The way it worked was that under the old or traditional definition -- which was the definition used by Cordis when it designed its clinical trials of Cypher -- late stent thrombosis was defined as stent thrombosis that occurred more than 30 days post-procedure in a target vessel that had not undergone revascularization after the procedure.

If stent thrombosis caused an MI, which resulted in a revascularization with percutaneous coronary intervention or bypass surgery, that thrombosis was not listed as a late thrombosis because it occurred in a vessel that was "not free from revascularization."

The ARC said that was a flaw in the definition that prevented an accurate assessment of stent thrombosis risk. Moreover, the flaw benefited bare metal stents that have much higher target vessel revascularization rate than drug-eluting stents.

The new definition also raises questions about conventional wisdom concerning bare metal versus drug eluting stents, which has held that thrombosis is a risk for the first 30 days after a bare metal stent is placed, but not a factor thereafter because the stent has completely re-endothelialized and thus clots are unlikely to form.

Dr. Cutlip said that while thrombosis risk with Cypher increases with time, there was also late risk with bare metal stents.
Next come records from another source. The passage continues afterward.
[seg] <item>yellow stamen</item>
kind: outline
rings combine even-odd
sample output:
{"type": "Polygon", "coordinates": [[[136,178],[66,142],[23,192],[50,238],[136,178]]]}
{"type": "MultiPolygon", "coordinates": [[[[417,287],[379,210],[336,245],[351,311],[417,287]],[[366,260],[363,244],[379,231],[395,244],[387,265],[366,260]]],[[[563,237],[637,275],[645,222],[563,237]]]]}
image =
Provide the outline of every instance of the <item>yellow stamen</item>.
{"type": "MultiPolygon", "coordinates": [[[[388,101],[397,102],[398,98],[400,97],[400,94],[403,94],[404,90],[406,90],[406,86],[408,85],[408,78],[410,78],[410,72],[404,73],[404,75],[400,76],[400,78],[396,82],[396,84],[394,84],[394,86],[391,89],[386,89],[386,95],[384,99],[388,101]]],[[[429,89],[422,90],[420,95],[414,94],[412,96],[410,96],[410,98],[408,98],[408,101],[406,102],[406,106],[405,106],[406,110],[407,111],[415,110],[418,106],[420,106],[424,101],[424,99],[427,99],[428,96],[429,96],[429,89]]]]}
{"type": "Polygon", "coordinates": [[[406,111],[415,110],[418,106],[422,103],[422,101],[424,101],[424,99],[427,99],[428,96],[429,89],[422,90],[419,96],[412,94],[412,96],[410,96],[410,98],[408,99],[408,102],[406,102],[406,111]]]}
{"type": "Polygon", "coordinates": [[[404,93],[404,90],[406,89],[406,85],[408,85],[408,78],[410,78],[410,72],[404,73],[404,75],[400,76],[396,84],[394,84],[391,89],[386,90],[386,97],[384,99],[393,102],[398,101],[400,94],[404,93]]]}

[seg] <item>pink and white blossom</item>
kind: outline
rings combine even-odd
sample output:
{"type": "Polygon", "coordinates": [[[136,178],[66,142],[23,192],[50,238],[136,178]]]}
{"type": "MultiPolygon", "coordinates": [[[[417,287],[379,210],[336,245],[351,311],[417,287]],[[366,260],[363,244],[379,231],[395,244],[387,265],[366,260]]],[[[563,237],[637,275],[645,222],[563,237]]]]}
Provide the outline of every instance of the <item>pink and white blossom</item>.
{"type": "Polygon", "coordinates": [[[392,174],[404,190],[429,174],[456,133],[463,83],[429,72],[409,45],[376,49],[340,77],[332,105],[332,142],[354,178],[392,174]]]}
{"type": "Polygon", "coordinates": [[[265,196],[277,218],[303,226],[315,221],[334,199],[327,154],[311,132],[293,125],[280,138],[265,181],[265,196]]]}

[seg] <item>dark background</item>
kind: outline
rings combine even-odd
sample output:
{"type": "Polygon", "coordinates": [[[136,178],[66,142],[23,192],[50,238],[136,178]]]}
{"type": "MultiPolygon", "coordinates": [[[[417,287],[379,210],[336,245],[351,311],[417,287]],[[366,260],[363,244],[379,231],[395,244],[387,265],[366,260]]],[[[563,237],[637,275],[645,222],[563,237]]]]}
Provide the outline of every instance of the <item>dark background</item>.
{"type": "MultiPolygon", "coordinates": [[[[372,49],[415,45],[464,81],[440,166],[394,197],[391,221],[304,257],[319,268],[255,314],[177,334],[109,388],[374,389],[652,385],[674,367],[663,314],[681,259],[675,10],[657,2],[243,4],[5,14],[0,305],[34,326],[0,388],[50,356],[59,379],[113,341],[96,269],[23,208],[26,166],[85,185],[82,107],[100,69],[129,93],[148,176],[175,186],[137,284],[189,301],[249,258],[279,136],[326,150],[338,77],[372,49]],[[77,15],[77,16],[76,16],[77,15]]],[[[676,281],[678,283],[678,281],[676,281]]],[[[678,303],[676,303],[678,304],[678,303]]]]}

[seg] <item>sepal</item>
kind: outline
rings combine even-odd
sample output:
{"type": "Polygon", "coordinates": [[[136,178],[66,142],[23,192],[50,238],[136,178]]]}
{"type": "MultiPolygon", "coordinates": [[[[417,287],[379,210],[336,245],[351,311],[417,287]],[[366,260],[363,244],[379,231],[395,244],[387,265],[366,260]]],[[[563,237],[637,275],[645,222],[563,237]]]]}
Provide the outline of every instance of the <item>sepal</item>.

That "wisdom" drives current antiplatelet recommendations, which call for 30 days of dual antiplatelet therapy -- aspirin plus Plavix (clopidogrel) -- for bare metal stents, versus a minimum of three months for Taxus and six months for Cypher. Moreover, in the absence of excess bleeding risk, American College of Cardiology/American Heart Association guidelines recommend that all drug eluting stent patients can benefit from 12 months of dual antiplatelet therapy.

Within the first 30 days there the probable and definite thrombosis rate was 0.5% for Cypher and 0.3% for bare metal stents, at one year the rate was 0.6% for Cypher and 1.3% for bare metal stents, he said.